Keuka College Professor of History Dr. Christopher Leahy’s newly published book on U.S. President John Tyler is attracting national attention.
In what the Wall Street Journal calls the “most comprehensive [John] Tyler biography in 80 years,” Dr. Leahy’s book, President Without a Party: The Life of John Tyler, profiles a leader that historians have long viewed as one of the nation’s least effective heads of state. It’s the first full-scale biography of Tyler in more than 50 years, and the first new academic study of him in eight decades.
“I wanted to focus my attention on a president most people knew nothing about,” says Dr. Leahy, whose interest in President Tyler began as the subject of his doctoral dissertation. “There had been no full-scale biography devoted solely to John Tyler since 1939, so I thought a fresh look at his life and career was warranted.”
Tyler, who served as the nation’s 10th president – and 10th vice president – ascended to the presidency in April 1841 upon the death of the incumbent, William Henry Harrison. Harrison’s death made Tyler the first vice president to succeed to the presidency without being elected to the office. Because of the short duration of Harrison’s term, just one month, Tyler served longer than any president in American history who was never elected to the office.
As president, Tyler used his constitutionally sanctioned veto power to stymie the agenda of his own party–the Whigs–in Congress, and frustrate the ambitions of its leader, Kentucky Sen. Henry Clay. The party responded by expelling him.
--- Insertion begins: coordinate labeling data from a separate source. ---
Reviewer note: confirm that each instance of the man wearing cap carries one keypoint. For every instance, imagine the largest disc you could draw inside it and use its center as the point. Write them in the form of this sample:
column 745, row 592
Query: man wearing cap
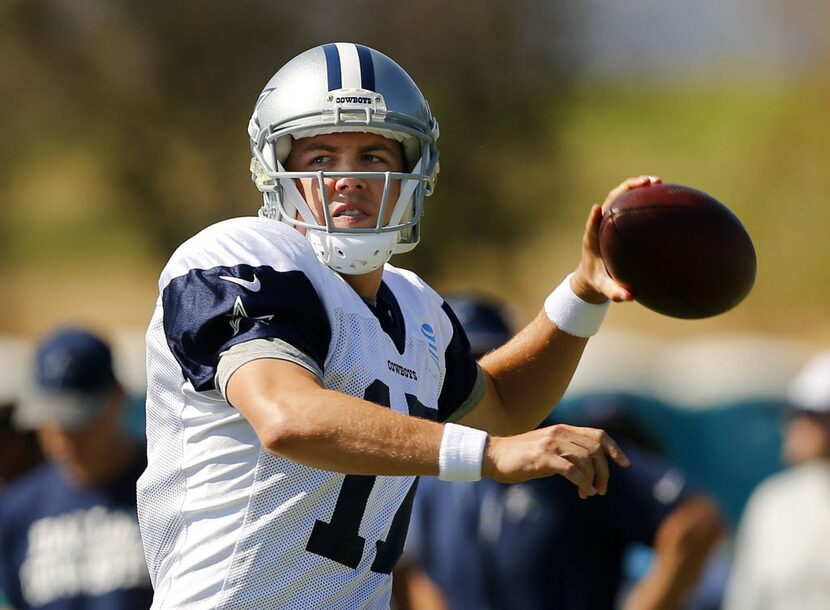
column 781, row 560
column 69, row 533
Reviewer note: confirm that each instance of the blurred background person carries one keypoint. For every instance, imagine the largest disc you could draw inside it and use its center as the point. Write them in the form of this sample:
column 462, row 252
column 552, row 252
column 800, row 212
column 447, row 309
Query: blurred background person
column 69, row 534
column 19, row 449
column 781, row 561
column 536, row 545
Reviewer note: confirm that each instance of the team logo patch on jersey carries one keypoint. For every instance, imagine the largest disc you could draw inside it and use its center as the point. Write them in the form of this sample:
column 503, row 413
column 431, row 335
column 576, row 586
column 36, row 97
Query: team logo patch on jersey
column 401, row 370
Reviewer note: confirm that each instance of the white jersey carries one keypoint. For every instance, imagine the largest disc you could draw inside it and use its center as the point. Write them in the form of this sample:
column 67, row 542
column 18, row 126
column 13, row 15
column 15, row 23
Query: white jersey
column 227, row 524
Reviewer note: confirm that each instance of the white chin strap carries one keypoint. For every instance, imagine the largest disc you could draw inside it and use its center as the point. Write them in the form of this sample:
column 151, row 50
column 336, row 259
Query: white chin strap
column 349, row 253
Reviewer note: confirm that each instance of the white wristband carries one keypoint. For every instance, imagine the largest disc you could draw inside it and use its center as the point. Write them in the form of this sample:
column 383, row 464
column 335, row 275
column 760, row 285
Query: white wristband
column 462, row 450
column 571, row 314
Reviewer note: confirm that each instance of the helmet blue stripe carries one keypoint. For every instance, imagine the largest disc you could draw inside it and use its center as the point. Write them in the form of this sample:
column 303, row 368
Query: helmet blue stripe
column 333, row 66
column 367, row 68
As a political historian, Dr. Leahy has always been interested in the dynamics of the two-party system, and by how that system both energizes and constrains presidents. That led him to the larger thematic question of what it meant to be a president who had been excommunicated by his party. No other president in American history has ever been banished by the party to which he belonged.
Dr. Leahy also became fascinated by how a former president of the United States, one whose father—whom President Tyler idolized—had played a small role in creating the Union during the American Revolution, could have turned against the country he once led, and formally ally himself with the government of the Confederacy.
“I wanted to know how President Tyler’s banishment from the Whig ranks affected him personally,” says Dr. Leahy, “how it impacted his agenda, how exactly it affected his chances to win election in his own right, and what all of this had to say about the importance of political parties to presidential politics in the mid-nineteenth century.”
As the Wall Street Journal observed, “with publication of this deeply researched, gracefully written reappraisal, the man without a party continues to defy traditional standards of presidential performance. As Christopher J. Leahy demonstrates, one needn’t be a successful president to be judged a consequential one.”
Dr. Leahy, who began teaching at Keuka College in August 2007, earned his bachelor’s degree from Washington and Jefferson College, his master’s degree from Virginia Tech, and his Ph.D. from Louisiana State University. Dr. Leahy and his wife, Sharon, have also contributed to several books regarding John and his second wife, Julia Tyler.